In response to a Parliament question, Union Minister for Science and Technology, Jitendra Singh, said that India's space agency Isro had made $100 million from launching 45 commercial satellites in space. That is however money made (and not profits) over eight years and by comparison Arianespace, a French company and the dominant player in the commercial space launch market reported revenues of €1.399 and a €3 million profit just last year.
The reason why India is yet to rake in big money is because most of these foreign satellites are light satellites (less than 1600 kg) and for India to begin making a significant dent in the space-launch industry, worth $3 billion, it must be able to lob heavy communication satellites that are atleast four tonnes.
According to industry reports, more than 80% of the revenues from satellite launches come from heavy satellites.
India has spent more than two decades developing a class of rockets called the Geostationary Satellite Launch Vehicles (GSLV) for these weighty satellites, it still can’t reliably depend on them for its own missions, let alone offer them to foreign players.
To realise a reliable GSLV, India must develop a stable cryogenic engine and since 2001, when India launched a GSLV for the first time, it has had an abysmal 26% success rate.
Yet there couldn't be a better time for Antrix, Isro's commercial arm, to up its game for a variety of reasons. For one, it can keep costs low.

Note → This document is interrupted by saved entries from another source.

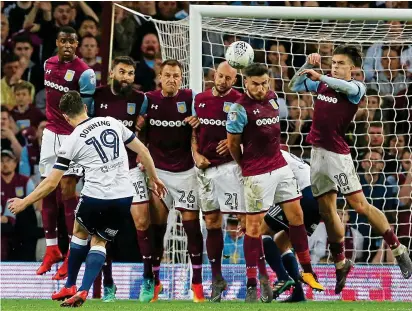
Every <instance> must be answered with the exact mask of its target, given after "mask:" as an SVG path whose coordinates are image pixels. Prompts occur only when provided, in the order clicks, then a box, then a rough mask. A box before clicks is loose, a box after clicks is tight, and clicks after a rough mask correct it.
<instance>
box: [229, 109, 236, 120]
mask: <svg viewBox="0 0 412 311" xmlns="http://www.w3.org/2000/svg"><path fill="white" fill-rule="evenodd" d="M236 119H237V112H236V111H233V112H231V113H229V120H230V121H236Z"/></svg>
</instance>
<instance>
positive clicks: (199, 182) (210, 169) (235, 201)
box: [196, 162, 246, 214]
mask: <svg viewBox="0 0 412 311" xmlns="http://www.w3.org/2000/svg"><path fill="white" fill-rule="evenodd" d="M196 172H197V181H198V185H199V199H200V207H201V208H202V212H203V213H206V214H207V213H210V212H213V211H216V210H220V211H221V212H222V213H245V212H246V210H245V197H244V194H243V176H242V171H241V169H240V167H239V165H237V164H236V162H229V163H225V164H223V165H219V166H216V167H211V168H207V169H205V170H200V169H197V168H196Z"/></svg>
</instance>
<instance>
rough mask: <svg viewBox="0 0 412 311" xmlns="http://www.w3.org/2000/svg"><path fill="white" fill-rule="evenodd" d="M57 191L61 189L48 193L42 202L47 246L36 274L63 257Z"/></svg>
mask: <svg viewBox="0 0 412 311" xmlns="http://www.w3.org/2000/svg"><path fill="white" fill-rule="evenodd" d="M57 191H59V189H58V188H57V189H55V190H54V191H52V192H51V193H50V194H48V195H47V196H46V197H45V198H44V199H43V203H42V211H41V215H42V220H43V228H44V233H45V236H46V245H47V248H46V253H45V255H44V258H43V262H42V264H41V265H40V267H39V268H38V269H37V271H36V274H38V275H41V274H44V273H46V272H48V271H50V269H51V267H52V265H53V264H55V263H57V262H59V261H60V260H62V258H63V256H62V253H61V252H60V249H59V246H58V242H57V217H58V214H59V213H58V212H59V210H58V206H57Z"/></svg>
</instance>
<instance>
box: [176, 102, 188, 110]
mask: <svg viewBox="0 0 412 311" xmlns="http://www.w3.org/2000/svg"><path fill="white" fill-rule="evenodd" d="M176 105H177V111H179V112H180V113H185V112H186V111H187V107H186V102H177V103H176Z"/></svg>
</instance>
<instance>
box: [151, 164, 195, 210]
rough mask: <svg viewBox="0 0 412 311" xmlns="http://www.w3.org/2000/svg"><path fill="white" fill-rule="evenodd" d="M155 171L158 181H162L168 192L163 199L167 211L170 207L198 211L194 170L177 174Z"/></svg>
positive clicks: (165, 171)
mask: <svg viewBox="0 0 412 311" xmlns="http://www.w3.org/2000/svg"><path fill="white" fill-rule="evenodd" d="M156 171H157V175H158V176H159V178H160V180H161V181H163V183H164V184H165V185H166V188H167V190H168V191H169V193H168V194H167V195H166V197H165V198H164V199H163V202H164V203H165V205H166V207H167V208H168V209H169V210H170V209H171V208H172V207H174V208H176V209H184V210H190V211H198V210H199V205H198V195H197V183H196V171H195V169H194V168H191V169H190V170H188V171H185V172H178V173H175V172H168V171H163V170H160V169H156Z"/></svg>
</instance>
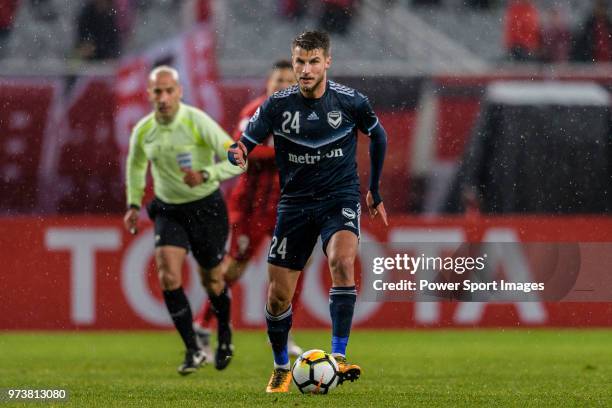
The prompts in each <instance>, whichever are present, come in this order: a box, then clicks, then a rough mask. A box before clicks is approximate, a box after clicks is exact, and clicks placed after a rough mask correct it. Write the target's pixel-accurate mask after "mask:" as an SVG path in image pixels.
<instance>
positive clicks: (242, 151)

Indian scientists work on a fifth of the salaries of their counterparts in space agencies in Europe and the United States. These low costs are reflected in the entire ecosystem of manufacturers that include nearly 400 Indian private companies making different parts of the rockets and satellites. Ajay Lele, an expert on space studies at the Institute for Defence Studies and Analysis notes that Isro is frequently able to offer satellite launches at 75% of the cost of space agencies in the West.
With all the positive press that Isro has garnered with its Mars mission, there is a global buzz about the Indian space industry and this would be the right time for the agency to spruce up its commercial act. That includes, as Lele notes, farming out more of its commercial activities to private players and focussing more on technology development.
In fact, the most heartening news out of Isro of late has been a successful test, on the ground, of its indigenously-developed cryogenic engine that is absolutely necessary for powering rockets that can venture into deep space, guide manned missions and catapult all those heavy satellites.